Das Ü-Zeichen ist für Produkte relevant, die spezifischen nationalen Vorschriften unterliegen und nicht vollständig durch europäische Normen oder ein EAD abgedeckt sind.  (die Erstellung einer ETA auf Grundlage eines EAD für Bausätze für Gebäude aus Holz wird bereits jetzt bei vielen estnischen Produzenten als mögliche Zertifizierung angewandt). Das Ü-Zeichen ist ein gesetzlich vorgeschriebenes Kennzeichen für bestimmte Bauprodukte in Deutschland, die in den Geltungsbereich der Landesbauordnungen fallen. Es bescheinigt, dass ein Produkt oder Bauteil den technischen Regeln entspricht und die erforderlichen Leistungsmerkmale aufweist. Produkte, die das Ü-Zeichen tragen, müssen eine bauaufsichtliche Zulassung oder Prüfung durchlaufen haben, die bestätigt, dass sie den relevanten deutschen Baunormen und -vorschriften entsprechen. Das Hauptziel des Ü-Zeichens ist die Gewährleistung der Sicherheit und Eignung von Bauprodukten für den vorgesehenen Verwendungszweck im Bauwesen. 

Die RAL Gütezeichen, die die BMF an ihre Mitglieder verleiht, stehen für Produkte und Dienstleistungen, die klar definierte Qualitätskriterien erfüllen.

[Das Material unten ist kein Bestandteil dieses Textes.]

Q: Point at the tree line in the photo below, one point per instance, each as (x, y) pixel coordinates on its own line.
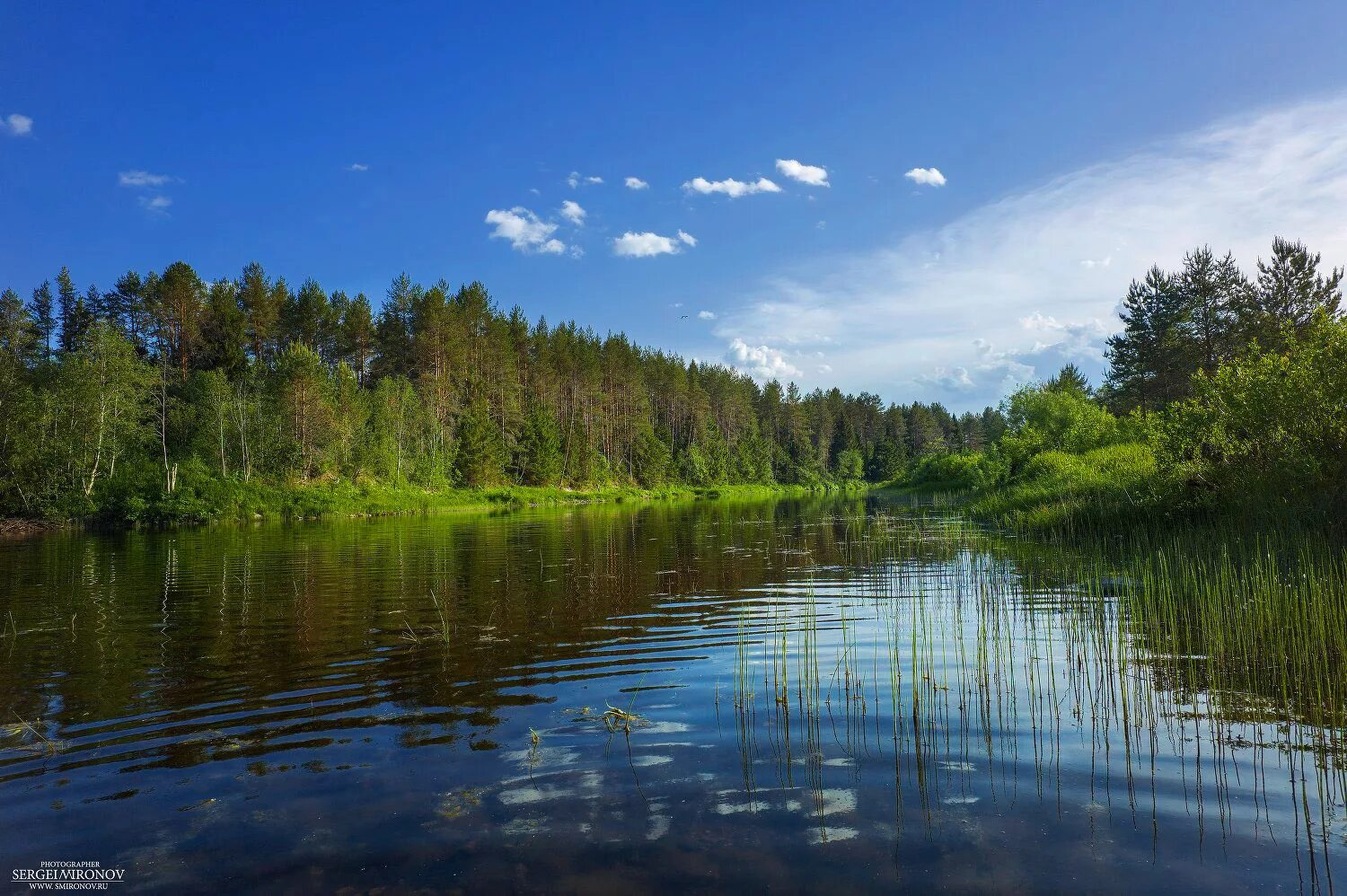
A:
(1225, 392)
(131, 400)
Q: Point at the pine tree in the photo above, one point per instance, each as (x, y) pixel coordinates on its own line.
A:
(67, 299)
(539, 451)
(259, 304)
(1288, 291)
(43, 317)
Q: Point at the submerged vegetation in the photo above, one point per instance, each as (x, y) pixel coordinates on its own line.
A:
(1225, 398)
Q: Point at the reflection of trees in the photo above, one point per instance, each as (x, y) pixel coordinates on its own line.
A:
(245, 640)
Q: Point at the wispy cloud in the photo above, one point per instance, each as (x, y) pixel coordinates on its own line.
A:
(145, 180)
(646, 245)
(573, 212)
(730, 188)
(525, 231)
(155, 204)
(810, 174)
(15, 124)
(148, 183)
(577, 180)
(926, 177)
(999, 295)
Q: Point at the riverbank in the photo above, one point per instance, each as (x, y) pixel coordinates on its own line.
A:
(258, 502)
(1106, 494)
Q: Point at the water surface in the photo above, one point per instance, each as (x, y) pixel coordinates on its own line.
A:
(802, 696)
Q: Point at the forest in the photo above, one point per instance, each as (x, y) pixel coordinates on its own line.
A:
(167, 398)
(1225, 395)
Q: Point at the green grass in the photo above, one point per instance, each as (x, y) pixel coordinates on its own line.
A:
(212, 500)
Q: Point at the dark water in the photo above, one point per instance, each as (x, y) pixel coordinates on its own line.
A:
(821, 696)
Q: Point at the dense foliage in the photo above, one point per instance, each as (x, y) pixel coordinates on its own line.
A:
(1223, 393)
(169, 398)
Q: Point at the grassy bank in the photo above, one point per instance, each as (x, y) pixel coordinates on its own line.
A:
(251, 502)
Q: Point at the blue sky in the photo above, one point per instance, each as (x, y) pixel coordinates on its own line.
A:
(1077, 145)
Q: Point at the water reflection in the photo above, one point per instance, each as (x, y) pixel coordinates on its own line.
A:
(787, 694)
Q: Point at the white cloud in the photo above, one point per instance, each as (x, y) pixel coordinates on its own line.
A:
(810, 174)
(525, 231)
(762, 361)
(926, 177)
(573, 212)
(143, 180)
(576, 180)
(644, 245)
(999, 295)
(15, 124)
(730, 188)
(155, 204)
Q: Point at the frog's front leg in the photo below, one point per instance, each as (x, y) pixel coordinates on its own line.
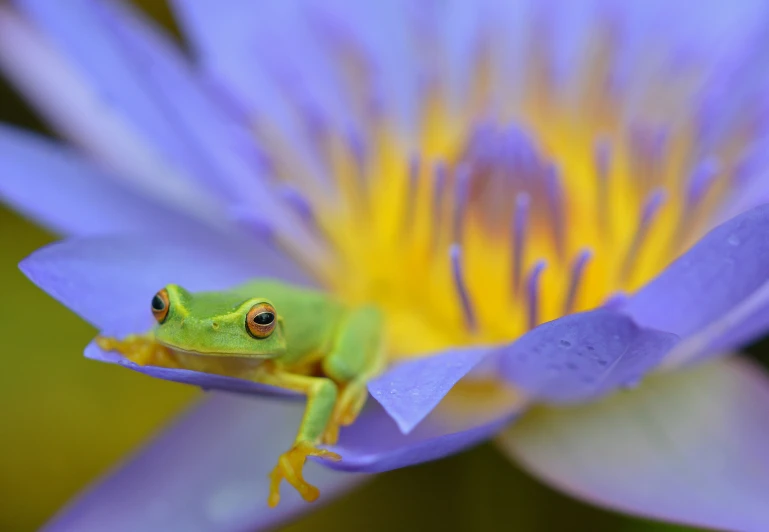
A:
(140, 349)
(321, 396)
(357, 357)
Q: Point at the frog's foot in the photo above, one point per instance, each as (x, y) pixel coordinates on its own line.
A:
(138, 349)
(290, 466)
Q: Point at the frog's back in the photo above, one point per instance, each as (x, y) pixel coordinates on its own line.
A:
(310, 316)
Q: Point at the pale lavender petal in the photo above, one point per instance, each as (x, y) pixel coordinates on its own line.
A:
(582, 356)
(109, 280)
(687, 446)
(145, 80)
(409, 391)
(78, 112)
(68, 194)
(725, 268)
(465, 417)
(208, 472)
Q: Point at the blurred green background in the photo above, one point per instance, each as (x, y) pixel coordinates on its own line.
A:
(64, 420)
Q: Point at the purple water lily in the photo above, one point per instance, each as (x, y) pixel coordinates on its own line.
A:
(561, 211)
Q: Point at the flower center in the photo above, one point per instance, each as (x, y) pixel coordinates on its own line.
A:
(491, 218)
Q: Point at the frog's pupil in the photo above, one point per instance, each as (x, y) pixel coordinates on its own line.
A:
(158, 304)
(265, 318)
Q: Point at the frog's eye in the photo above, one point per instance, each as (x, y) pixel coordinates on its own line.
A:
(160, 305)
(261, 320)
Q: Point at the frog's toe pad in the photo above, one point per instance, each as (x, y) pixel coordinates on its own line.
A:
(290, 465)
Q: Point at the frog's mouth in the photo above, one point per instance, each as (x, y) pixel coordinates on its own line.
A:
(177, 350)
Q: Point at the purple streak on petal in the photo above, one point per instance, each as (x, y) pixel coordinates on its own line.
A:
(109, 280)
(70, 195)
(457, 274)
(208, 472)
(412, 184)
(602, 157)
(555, 201)
(582, 356)
(723, 269)
(688, 447)
(412, 389)
(649, 211)
(440, 177)
(462, 177)
(532, 292)
(299, 204)
(374, 443)
(577, 270)
(700, 180)
(255, 225)
(519, 231)
(615, 301)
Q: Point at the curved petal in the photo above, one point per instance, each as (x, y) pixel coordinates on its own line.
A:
(76, 110)
(469, 414)
(688, 447)
(148, 82)
(208, 472)
(582, 356)
(725, 268)
(67, 194)
(412, 389)
(109, 280)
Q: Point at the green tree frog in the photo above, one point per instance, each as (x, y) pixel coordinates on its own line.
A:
(276, 334)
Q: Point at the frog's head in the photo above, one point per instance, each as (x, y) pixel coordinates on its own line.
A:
(217, 323)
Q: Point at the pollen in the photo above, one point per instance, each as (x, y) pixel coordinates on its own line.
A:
(515, 206)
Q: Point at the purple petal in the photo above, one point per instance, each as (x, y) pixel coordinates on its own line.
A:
(207, 381)
(109, 280)
(687, 446)
(70, 195)
(208, 472)
(465, 417)
(710, 280)
(582, 356)
(147, 81)
(35, 66)
(409, 391)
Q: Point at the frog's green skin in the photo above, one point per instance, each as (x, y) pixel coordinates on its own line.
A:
(319, 347)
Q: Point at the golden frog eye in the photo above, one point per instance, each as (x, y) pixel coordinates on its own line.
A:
(261, 320)
(160, 305)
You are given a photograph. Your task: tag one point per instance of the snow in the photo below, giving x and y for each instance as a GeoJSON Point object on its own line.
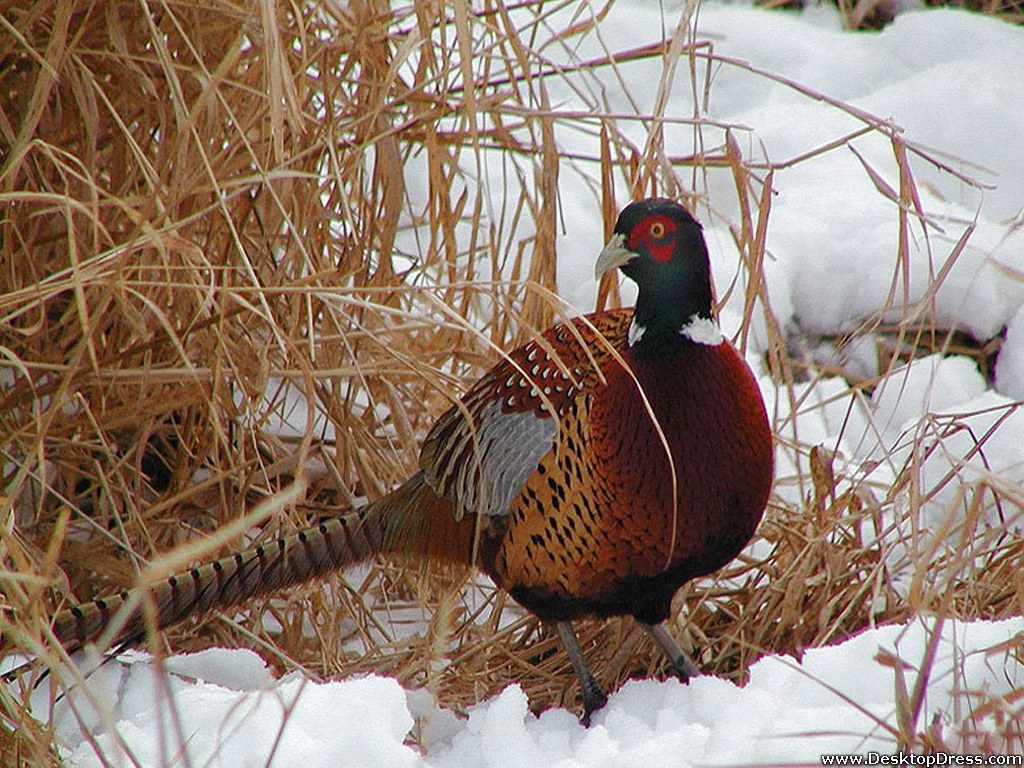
{"type": "Point", "coordinates": [953, 82]}
{"type": "Point", "coordinates": [837, 699]}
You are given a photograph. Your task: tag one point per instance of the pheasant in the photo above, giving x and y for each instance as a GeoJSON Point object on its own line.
{"type": "Point", "coordinates": [590, 473]}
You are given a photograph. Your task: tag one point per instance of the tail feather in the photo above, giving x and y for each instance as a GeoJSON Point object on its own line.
{"type": "Point", "coordinates": [333, 545]}
{"type": "Point", "coordinates": [412, 521]}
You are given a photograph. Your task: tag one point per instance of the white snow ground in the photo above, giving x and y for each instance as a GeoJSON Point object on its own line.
{"type": "Point", "coordinates": [955, 83]}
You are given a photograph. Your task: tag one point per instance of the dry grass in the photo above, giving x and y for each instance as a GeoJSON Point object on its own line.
{"type": "Point", "coordinates": [211, 214]}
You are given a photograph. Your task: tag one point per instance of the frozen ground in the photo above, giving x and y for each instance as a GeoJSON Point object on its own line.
{"type": "Point", "coordinates": [955, 83]}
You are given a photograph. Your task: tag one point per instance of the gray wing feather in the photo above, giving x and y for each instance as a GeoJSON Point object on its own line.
{"type": "Point", "coordinates": [481, 469]}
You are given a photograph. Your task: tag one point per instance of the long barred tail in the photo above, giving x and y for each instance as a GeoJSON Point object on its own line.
{"type": "Point", "coordinates": [314, 552]}
{"type": "Point", "coordinates": [412, 520]}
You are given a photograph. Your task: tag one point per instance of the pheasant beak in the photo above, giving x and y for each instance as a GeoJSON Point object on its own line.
{"type": "Point", "coordinates": [612, 255]}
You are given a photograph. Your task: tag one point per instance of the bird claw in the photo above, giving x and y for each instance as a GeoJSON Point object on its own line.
{"type": "Point", "coordinates": [593, 700]}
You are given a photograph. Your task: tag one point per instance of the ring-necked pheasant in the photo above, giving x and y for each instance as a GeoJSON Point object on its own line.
{"type": "Point", "coordinates": [590, 473]}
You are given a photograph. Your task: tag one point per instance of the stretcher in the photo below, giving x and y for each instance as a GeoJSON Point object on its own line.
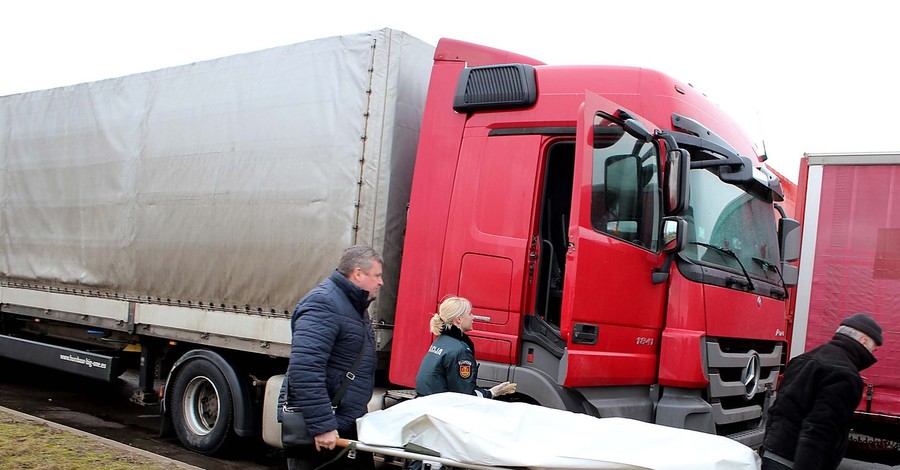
{"type": "Point", "coordinates": [473, 432]}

Diese Kriterien beinhalten oft Aspekte wie Materialqualität, Produktionsprozesse, Funktionalität und Langlebigkeit und gehen über die gesetzlichen Anforderungen hinaus. Die Zertifizierung mit dem RAL Gütezeichen ist freiwillig und wird von Herstellern und Dienstleistern angestrebt, um die besondere Qualität ihrer Produkte oder Leistungen zu unterstreichen. Die Vergabe des Zeichens basiert auf umfassenden Kriterien, die regelmäßig überprüft und aktualisiert werden.  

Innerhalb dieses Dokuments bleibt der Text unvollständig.